冒頭で紹介しているのは、兵庫県芦屋市に本社を置く従業員約800人の中堅製薬、JCRファーマから発売された新薬「イズカーゴ」だ。世界初の「Jブレイン・カーゴ技術」を用いたハンター病用の薬。この技術は、脳内への物質輸送を制限している血液脳関門を通過させて脳内に薬を届けるという。
特定の酵素が生まれつき欠損しているか低下していることで、老廃物の分解・代謝が正常に行われないハンター病の治療に新薬が役立つと見られる。
また、この技術を使えば、認知症など中枢神経への作用を求められる治療薬にも幅広く活用できる可能性があるという。
同社は英アストラゼネカ製の新型コロナワクチン原液の受託製造も手掛けている。アストラゼネカのワクチンはJCRファーマが取り組んでいる遺伝子治療技術と共通するところがあり、またワクチン原液の製造がバイオ医薬品の製造工程と酷似していることから、同社に白羽の矢が立った。
新型コロナウイルスに対する「国産ワクチン」の開発がヤマ場に差し掛かっていることを、前田雄樹氏(AnswersNews編集長)がリポートしている。国内では現在、アンジェス、塩野義製薬、第一三共、KMバイオロジクス、武田薬品工業が国産ワクチンの治験を進めている。
最も実用化に近いのが、武田薬品だという。同社が開発しているのは米ノババックスが創薬した「組み換えたんぱくワクチン」と呼ばれるタイプ。武田薬品がノババックスから製造技術の移転を受け、山口県光市の自社工場で年間2億5000万回分の生産を計画している。通常の冷蔵庫の温度で保存でき、扱いやすいそうだ。

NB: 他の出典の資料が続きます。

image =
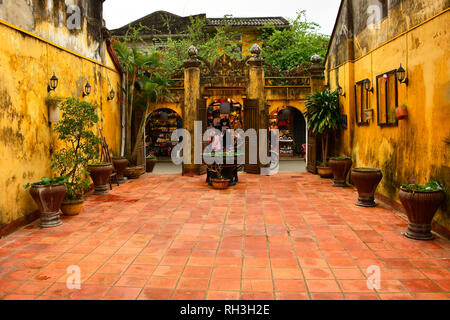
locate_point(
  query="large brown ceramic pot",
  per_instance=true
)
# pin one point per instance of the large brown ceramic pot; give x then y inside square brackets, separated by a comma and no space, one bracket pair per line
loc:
[49,200]
[120,164]
[220,184]
[366,181]
[150,164]
[325,172]
[420,207]
[341,168]
[100,175]
[72,208]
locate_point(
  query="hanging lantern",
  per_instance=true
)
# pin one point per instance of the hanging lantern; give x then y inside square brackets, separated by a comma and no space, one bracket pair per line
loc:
[284,114]
[163,116]
[225,108]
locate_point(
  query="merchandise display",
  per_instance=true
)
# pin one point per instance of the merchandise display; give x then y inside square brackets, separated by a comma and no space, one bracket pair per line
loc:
[159,129]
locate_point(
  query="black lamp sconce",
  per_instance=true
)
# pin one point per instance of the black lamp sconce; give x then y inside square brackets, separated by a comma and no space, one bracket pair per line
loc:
[340,91]
[53,83]
[111,95]
[401,75]
[367,85]
[87,90]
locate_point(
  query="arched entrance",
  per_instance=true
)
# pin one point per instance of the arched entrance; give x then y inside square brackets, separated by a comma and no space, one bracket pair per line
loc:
[158,132]
[293,131]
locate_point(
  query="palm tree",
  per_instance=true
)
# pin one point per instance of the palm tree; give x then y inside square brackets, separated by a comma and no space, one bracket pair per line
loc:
[145,83]
[324,115]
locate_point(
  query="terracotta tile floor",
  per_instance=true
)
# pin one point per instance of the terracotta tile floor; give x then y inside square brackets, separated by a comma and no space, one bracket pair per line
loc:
[290,236]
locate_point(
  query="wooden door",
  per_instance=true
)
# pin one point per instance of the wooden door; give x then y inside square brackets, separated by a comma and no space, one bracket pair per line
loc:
[311,153]
[202,116]
[251,121]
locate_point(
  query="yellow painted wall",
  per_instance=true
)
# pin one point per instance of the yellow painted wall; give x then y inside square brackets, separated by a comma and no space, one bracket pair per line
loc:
[418,148]
[26,138]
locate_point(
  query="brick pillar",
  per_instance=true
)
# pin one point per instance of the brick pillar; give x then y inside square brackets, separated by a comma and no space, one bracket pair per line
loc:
[191,97]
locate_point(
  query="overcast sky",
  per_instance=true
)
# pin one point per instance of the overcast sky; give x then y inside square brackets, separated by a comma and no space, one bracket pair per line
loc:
[118,13]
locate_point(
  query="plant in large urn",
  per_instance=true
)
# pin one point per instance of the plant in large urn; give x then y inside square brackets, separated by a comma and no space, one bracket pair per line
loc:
[324,116]
[421,203]
[48,195]
[366,181]
[341,167]
[79,146]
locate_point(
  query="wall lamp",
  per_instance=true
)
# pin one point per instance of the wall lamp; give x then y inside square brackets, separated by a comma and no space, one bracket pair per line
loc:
[367,85]
[401,75]
[111,95]
[340,91]
[53,83]
[87,90]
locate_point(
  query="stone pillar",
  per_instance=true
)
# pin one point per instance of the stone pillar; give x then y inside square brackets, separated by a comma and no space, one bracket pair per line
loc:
[191,97]
[255,90]
[317,76]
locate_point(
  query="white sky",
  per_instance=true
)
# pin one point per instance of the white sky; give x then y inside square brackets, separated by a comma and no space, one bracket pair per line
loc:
[118,13]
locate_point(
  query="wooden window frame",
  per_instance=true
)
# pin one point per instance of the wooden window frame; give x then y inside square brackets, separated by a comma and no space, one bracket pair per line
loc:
[360,104]
[387,123]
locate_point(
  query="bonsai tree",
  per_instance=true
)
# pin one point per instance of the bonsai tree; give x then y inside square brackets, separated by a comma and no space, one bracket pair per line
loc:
[80,146]
[324,115]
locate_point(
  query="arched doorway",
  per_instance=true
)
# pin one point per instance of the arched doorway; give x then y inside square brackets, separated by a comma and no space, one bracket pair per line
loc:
[158,132]
[293,131]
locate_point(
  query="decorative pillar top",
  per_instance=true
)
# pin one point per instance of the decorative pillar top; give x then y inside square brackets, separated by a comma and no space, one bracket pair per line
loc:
[192,60]
[256,60]
[316,68]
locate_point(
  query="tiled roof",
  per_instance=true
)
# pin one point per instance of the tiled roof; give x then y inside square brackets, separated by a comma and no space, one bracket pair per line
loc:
[156,23]
[247,22]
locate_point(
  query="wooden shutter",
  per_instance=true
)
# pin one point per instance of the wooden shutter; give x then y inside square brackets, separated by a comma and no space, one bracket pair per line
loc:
[203,117]
[311,153]
[251,121]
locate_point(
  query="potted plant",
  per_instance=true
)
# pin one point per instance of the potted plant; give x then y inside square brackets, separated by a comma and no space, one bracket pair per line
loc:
[421,203]
[120,164]
[79,147]
[48,195]
[150,162]
[324,116]
[401,112]
[340,167]
[366,181]
[218,180]
[100,173]
[324,170]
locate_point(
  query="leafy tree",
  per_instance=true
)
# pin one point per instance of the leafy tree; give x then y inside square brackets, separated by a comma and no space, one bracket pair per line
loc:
[80,145]
[290,47]
[324,115]
[146,82]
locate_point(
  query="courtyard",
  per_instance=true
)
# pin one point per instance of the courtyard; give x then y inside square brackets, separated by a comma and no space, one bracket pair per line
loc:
[288,237]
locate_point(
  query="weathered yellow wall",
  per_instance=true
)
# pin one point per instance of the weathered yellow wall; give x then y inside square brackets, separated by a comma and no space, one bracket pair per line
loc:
[26,138]
[418,148]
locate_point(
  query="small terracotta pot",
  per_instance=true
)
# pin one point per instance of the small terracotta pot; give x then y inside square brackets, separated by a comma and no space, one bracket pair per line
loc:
[120,164]
[100,175]
[366,181]
[134,172]
[150,164]
[72,208]
[49,200]
[325,172]
[401,113]
[420,207]
[341,168]
[220,184]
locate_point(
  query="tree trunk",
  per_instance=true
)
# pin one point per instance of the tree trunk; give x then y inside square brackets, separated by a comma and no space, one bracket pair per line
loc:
[325,137]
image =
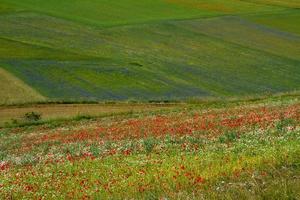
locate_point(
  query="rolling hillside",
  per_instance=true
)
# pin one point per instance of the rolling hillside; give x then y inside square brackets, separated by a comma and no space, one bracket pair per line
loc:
[161,49]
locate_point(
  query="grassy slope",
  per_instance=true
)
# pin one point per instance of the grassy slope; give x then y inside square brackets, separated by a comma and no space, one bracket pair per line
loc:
[13,90]
[152,59]
[195,152]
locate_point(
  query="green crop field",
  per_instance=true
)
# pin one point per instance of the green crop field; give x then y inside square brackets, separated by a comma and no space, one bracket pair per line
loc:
[150,99]
[162,49]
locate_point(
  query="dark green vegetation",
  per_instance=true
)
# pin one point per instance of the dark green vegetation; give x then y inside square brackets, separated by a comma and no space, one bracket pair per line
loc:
[158,49]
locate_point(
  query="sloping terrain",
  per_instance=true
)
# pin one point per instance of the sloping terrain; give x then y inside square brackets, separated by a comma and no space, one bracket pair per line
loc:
[13,90]
[150,49]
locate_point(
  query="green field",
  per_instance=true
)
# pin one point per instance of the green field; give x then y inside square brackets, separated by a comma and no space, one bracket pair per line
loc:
[162,49]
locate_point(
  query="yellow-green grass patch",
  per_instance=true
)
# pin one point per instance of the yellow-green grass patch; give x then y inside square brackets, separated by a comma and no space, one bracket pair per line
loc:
[13,90]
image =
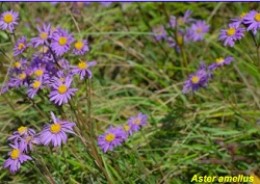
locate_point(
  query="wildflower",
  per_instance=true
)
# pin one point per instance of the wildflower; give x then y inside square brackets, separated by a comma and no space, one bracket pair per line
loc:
[159,33]
[83,69]
[34,87]
[198,30]
[180,21]
[20,46]
[80,47]
[16,158]
[231,35]
[62,92]
[136,122]
[44,35]
[19,79]
[8,20]
[61,41]
[112,138]
[21,132]
[239,20]
[252,21]
[197,80]
[56,133]
[221,62]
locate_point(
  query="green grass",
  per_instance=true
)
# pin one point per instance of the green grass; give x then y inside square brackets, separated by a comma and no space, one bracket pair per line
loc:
[214,131]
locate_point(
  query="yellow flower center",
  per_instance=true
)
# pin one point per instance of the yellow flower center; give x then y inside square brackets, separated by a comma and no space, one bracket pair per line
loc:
[8,18]
[38,72]
[22,130]
[36,84]
[242,15]
[44,49]
[15,154]
[179,39]
[62,89]
[62,40]
[219,60]
[195,79]
[79,45]
[137,121]
[110,137]
[43,35]
[21,46]
[257,17]
[55,128]
[82,65]
[17,64]
[22,76]
[231,31]
[126,128]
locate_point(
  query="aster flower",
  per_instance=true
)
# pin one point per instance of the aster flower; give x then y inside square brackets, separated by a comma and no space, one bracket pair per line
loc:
[8,20]
[19,65]
[231,35]
[112,138]
[20,46]
[180,21]
[136,122]
[61,41]
[20,79]
[22,131]
[80,47]
[83,69]
[62,92]
[198,30]
[16,158]
[159,33]
[221,62]
[34,87]
[252,21]
[197,80]
[56,133]
[44,35]
[239,20]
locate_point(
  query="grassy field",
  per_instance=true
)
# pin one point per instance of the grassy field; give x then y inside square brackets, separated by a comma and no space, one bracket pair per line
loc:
[214,131]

コロナ克服にはワクチンだけでなく治療薬も欠かせない。中外製薬が申請していた「抗体カクテル療法」(製品名・ロナプリーブ)が7月19日、特例承認された。米リジェネロン・ファーマシューティカルズが開発。中外が国内で販売する。基礎疾患を持つなどリスクの高い軽症~中等症の患者に投与することで、入院や死亡のリスクを70%低下させた。国内メーカーでは、塩野義製薬が7月に経口薬の初期の治験を始めた。
海外メーカーとの規模の差が語られる製薬業界だが、日本勢の健闘を知り、少し明るい気分になった。